I think we both agree on that.

My point is that they could be made, if the goal is just monitoring. It could
even be passive. No engines, no propeller, just a one-time way to throw the
water out of the body to go up.

At a minimum, it's just a ball with a few video cameras, and a cavity that
will hold the water, when it's going down, and keeps the air when it's going
up. Even light is a nice, not must to have, because we're watching for other
submersibles, which emit their own lights.

I still agree that it's not simple. I have not used this word in my statements
above.

------
sandworm101
People have been going on about mining the ocean floor for decades. The entire
industry was arguably born out of a disinformation campaign (see Glomar
Explorer) and has been bouncing in and out of fashion ever since. Every new
player pulls up some rocks, build a few spreadsheets, and starts arguing
commercial viability. Look deeply at those spreadsheets and you will find
assumptions that X Y and Z minerals will spike in value because at current
prices it isn't worth the effort.

Yes, governments are now selling "permits" but how much has been actually
paid?
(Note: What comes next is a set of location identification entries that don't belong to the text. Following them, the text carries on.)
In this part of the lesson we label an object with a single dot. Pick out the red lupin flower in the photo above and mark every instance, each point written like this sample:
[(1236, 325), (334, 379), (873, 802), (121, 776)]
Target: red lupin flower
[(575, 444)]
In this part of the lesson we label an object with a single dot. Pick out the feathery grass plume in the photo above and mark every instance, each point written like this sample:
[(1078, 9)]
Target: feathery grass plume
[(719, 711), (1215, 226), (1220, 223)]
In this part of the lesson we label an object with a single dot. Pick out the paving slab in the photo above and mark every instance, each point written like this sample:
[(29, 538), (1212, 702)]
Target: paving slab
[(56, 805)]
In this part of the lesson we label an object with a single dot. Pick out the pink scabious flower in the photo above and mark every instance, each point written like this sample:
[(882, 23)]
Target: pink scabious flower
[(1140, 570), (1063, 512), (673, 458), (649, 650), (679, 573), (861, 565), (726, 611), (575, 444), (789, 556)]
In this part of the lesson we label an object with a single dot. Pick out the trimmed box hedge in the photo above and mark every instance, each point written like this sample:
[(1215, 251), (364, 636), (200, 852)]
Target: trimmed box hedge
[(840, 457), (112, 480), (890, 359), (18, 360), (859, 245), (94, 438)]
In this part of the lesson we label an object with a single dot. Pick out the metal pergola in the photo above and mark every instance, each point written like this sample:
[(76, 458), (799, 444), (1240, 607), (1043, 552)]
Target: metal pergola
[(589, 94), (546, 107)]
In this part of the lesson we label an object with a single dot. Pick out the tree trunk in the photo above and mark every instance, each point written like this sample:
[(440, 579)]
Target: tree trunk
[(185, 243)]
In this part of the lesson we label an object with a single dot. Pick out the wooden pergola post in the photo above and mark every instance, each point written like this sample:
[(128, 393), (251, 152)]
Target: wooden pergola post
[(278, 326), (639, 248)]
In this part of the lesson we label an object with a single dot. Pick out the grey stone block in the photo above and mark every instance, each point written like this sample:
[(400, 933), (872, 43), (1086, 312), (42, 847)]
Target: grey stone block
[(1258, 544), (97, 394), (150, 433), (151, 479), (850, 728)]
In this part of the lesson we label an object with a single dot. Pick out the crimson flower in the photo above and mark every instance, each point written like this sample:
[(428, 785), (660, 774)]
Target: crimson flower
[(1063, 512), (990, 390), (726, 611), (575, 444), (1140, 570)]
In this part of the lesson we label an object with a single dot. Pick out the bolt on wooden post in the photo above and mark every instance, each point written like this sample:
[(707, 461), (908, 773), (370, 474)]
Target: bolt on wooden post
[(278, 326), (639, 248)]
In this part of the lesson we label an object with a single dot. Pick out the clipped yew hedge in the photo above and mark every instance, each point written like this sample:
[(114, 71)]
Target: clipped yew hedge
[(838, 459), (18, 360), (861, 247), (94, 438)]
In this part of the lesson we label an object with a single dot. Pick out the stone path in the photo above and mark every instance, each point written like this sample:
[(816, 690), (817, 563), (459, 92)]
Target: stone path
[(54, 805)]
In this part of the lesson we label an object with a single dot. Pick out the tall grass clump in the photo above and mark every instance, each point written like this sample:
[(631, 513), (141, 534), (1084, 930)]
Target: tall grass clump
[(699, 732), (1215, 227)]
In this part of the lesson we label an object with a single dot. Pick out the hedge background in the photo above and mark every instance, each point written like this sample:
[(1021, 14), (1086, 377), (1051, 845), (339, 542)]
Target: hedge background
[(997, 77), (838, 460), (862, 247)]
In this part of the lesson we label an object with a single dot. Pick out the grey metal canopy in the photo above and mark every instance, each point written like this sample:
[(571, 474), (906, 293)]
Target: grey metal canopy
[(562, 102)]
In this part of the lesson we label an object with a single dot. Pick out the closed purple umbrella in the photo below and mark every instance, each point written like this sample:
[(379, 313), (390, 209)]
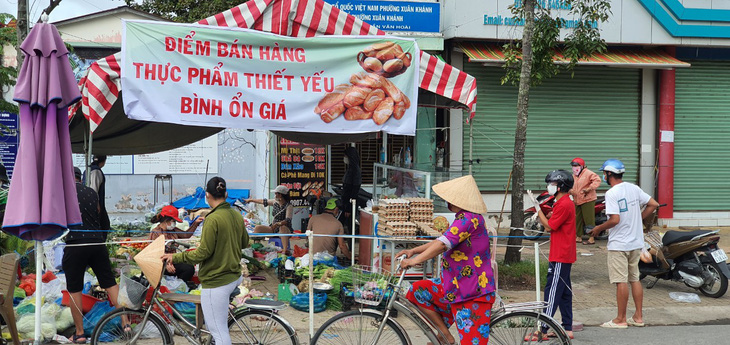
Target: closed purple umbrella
[(42, 201)]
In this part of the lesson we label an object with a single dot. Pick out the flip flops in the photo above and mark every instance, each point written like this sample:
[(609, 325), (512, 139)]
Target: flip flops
[(633, 323), (553, 335), (536, 336), (77, 339), (611, 324)]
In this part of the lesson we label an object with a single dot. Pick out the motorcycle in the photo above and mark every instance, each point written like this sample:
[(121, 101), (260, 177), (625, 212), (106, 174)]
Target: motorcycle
[(691, 257), (533, 230)]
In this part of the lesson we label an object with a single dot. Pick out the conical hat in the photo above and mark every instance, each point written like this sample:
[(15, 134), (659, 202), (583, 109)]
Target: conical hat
[(149, 260), (463, 193)]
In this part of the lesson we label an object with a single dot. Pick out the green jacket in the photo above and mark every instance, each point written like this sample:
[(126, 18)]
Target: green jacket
[(219, 252)]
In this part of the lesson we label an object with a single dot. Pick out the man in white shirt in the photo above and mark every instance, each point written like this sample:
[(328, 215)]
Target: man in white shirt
[(625, 240)]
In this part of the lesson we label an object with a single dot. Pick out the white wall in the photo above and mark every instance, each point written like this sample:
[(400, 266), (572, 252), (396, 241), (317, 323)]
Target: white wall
[(104, 29), (630, 22)]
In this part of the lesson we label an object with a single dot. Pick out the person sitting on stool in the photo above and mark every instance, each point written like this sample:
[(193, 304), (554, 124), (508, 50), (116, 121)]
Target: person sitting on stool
[(327, 224), (167, 220)]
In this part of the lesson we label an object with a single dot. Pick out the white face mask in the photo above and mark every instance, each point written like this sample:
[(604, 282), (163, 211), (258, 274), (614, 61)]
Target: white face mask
[(552, 189)]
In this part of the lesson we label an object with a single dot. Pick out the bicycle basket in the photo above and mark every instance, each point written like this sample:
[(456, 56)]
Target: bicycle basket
[(131, 293), (370, 284)]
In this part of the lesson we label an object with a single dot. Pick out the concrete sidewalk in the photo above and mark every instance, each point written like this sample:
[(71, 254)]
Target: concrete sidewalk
[(594, 300), (594, 297)]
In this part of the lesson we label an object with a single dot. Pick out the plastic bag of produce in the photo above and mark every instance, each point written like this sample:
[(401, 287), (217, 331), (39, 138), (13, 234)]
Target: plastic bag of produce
[(94, 315), (301, 302)]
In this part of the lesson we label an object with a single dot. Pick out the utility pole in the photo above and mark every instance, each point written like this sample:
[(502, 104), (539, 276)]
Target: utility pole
[(22, 28)]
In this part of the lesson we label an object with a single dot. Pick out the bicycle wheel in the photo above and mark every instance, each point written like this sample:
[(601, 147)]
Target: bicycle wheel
[(259, 327), (520, 327), (358, 327), (110, 329)]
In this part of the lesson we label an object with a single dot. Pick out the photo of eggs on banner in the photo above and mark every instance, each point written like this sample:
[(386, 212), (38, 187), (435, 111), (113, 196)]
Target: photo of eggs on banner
[(370, 95)]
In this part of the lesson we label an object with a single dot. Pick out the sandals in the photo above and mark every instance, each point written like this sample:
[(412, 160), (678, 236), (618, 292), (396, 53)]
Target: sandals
[(77, 339), (611, 324), (553, 335), (630, 321)]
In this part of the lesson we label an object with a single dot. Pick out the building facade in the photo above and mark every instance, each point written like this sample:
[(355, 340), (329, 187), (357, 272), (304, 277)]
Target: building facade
[(657, 100)]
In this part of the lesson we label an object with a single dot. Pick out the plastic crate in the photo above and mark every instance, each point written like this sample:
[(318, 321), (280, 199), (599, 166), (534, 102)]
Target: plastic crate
[(349, 301)]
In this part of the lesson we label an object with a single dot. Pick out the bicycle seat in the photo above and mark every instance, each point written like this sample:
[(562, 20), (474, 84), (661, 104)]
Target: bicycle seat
[(181, 297), (264, 304), (672, 236)]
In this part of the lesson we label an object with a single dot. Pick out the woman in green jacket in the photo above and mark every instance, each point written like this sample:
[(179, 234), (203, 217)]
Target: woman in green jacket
[(219, 256)]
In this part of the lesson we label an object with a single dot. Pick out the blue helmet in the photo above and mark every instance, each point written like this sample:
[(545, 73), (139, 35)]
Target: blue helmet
[(613, 165)]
I suspect those buying these permits have yet to fork over any cash. The
acquisition of permits seems just a marketing stunt to draw in new investors.
And the anger by environmentalists is just yet more publicity.

If ocean mining has a future, it isn't in the depths. Valuable substances can
be extracted at the surface.

[http://www.technologyreview.com/news/514751/novel-
material-s...](http://www.technologyreview.com/news/514751/novel-material-
shows-promise-for-extracting-uranium-from-seawater/)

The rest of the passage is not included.